I tried to make the best of it. Every day, I’d work on content, trying to crank out as many pages as I could, falling a few more behind no matter what. It was worse than being unemployed because all of the hope of finding something better was sucked out of me. Once again, every spare moment was spent at work. I couldn’t take the time to look for a new job no matter how much I felt the one I had was crushing me. Every day, my boss would hound me. It became clear that things weren’t going to work out when I discovered that my publisher was taking mail off my desk and reading it.

I quit. He fired me. I quit again. He fired me again. This lasted for half an hour and ended with me packing my things and driving home in a combination of rage and euphoria.

Four days later, I landed a job as a data processor. Not really the work I was cut out to do, but it paid well, and I could choose my own hours. Three days after I got that job, I landed a contract with a book publisher, who kept me busy for the next seven years until kids and a desire to teach caused me to change careers again.

So what made this such a great mistake? I learned a lot from it. The experience of both quitting and being fired from that job taught me that, as both a writer and an employee, I don’t have to take what’s given to me. There are other people out there who will treat me with the respect that I deserve, and that all I really need to do is dig a little harder. It taught me that, no matter what the pundits say, opportunity knocks all the time, and it does because so many of the opportunities out there are ones that should be passed on.

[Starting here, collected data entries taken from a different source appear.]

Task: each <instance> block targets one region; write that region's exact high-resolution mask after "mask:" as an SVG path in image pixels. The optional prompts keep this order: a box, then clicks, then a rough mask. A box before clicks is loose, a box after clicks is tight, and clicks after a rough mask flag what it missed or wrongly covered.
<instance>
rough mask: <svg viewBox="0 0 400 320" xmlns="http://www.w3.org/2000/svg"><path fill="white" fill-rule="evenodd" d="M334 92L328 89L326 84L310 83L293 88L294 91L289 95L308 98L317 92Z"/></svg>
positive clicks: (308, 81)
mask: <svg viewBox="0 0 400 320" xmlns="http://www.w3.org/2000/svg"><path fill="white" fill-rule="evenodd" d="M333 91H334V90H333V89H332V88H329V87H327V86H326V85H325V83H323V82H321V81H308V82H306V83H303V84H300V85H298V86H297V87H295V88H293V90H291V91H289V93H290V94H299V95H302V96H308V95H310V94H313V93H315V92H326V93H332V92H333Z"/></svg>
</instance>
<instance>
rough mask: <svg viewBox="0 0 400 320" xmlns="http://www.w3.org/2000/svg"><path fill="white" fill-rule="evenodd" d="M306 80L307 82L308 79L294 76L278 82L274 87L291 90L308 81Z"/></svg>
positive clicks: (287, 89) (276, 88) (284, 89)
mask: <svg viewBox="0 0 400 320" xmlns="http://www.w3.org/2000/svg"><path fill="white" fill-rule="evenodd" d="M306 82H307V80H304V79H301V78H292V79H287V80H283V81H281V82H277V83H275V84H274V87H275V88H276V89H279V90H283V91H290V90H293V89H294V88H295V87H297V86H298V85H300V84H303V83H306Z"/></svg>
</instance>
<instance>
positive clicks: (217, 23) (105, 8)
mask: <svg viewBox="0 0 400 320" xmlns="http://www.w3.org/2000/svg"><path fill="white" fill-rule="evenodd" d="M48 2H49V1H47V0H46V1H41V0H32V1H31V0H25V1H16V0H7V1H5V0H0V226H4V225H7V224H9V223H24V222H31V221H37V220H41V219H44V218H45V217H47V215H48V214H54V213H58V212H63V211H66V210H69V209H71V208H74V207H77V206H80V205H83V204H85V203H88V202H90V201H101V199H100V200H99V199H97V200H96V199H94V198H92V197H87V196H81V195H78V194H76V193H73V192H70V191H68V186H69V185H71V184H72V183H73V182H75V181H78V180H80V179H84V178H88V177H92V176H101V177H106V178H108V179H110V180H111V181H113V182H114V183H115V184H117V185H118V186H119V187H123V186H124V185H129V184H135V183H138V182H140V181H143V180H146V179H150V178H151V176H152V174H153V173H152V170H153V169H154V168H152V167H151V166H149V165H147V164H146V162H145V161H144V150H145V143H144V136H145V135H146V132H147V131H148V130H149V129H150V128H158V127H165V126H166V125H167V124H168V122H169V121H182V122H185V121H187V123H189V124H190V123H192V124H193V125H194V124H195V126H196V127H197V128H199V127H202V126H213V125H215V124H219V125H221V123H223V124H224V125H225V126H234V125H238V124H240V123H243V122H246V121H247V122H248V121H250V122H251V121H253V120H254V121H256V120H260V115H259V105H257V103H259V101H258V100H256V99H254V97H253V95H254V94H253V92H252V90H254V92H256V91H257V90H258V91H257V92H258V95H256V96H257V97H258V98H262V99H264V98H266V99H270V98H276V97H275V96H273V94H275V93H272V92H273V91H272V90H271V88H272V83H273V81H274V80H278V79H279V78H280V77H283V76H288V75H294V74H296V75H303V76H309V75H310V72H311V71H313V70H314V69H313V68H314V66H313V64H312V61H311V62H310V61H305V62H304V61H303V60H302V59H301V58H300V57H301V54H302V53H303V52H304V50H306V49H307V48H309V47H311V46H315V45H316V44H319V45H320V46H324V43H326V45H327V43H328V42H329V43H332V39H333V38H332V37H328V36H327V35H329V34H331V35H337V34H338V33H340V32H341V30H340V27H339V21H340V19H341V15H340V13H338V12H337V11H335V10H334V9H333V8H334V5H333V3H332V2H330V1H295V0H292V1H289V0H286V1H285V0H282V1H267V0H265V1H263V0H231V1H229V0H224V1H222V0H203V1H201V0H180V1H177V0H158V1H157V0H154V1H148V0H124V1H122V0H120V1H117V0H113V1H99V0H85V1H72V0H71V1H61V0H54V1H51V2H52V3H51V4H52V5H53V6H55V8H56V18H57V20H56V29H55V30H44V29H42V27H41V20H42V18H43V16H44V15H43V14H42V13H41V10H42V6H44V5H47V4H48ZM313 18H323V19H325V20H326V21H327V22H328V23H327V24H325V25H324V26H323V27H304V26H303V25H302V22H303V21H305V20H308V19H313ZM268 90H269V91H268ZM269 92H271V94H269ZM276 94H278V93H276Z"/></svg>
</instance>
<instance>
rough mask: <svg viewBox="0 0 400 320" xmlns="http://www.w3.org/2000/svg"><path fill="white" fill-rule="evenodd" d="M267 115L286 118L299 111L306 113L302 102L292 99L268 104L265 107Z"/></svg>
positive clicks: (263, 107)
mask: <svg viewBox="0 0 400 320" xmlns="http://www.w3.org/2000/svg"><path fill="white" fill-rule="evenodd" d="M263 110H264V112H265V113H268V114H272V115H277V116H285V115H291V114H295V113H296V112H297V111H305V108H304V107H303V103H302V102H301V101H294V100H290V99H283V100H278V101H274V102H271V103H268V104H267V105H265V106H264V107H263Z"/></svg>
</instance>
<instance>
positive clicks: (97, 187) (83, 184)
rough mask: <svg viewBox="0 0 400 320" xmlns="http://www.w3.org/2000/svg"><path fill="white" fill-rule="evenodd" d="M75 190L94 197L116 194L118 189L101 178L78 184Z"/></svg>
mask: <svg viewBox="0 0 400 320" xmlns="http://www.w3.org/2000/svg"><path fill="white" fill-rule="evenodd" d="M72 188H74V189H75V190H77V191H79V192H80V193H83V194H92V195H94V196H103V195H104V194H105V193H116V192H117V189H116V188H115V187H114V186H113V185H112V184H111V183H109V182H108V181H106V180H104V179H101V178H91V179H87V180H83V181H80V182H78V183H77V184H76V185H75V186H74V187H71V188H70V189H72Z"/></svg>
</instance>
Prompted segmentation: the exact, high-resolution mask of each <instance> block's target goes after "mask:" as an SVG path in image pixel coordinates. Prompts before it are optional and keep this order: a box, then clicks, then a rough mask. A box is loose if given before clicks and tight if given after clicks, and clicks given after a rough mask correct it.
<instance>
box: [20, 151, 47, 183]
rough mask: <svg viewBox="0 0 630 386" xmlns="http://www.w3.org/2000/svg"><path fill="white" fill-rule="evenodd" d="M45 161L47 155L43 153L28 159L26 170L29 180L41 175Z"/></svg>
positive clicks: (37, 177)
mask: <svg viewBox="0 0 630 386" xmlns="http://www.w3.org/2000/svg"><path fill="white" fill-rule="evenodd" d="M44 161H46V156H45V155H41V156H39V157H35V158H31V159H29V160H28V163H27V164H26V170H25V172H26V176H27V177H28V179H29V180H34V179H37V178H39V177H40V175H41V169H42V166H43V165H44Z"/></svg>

Most of all, taking that lousy, thankless job was the best mistake I ever made because it made me reassess everything I thought I wanted and everything I had. No matter how much I believed that having a job validated me, it didn’t. I wasn’t a better person because I got a paycheck. I was a crankier, angrier person who snapped at people who didn’t deserve it because I thought that without the job, I wasn’t worth anything. It took an angry, overbearing boss and a painful three months to make me realize that my value as a person and as a writer is the value I give myself. Without that, every job is slave labor and every paycheck isn’t worth the effort.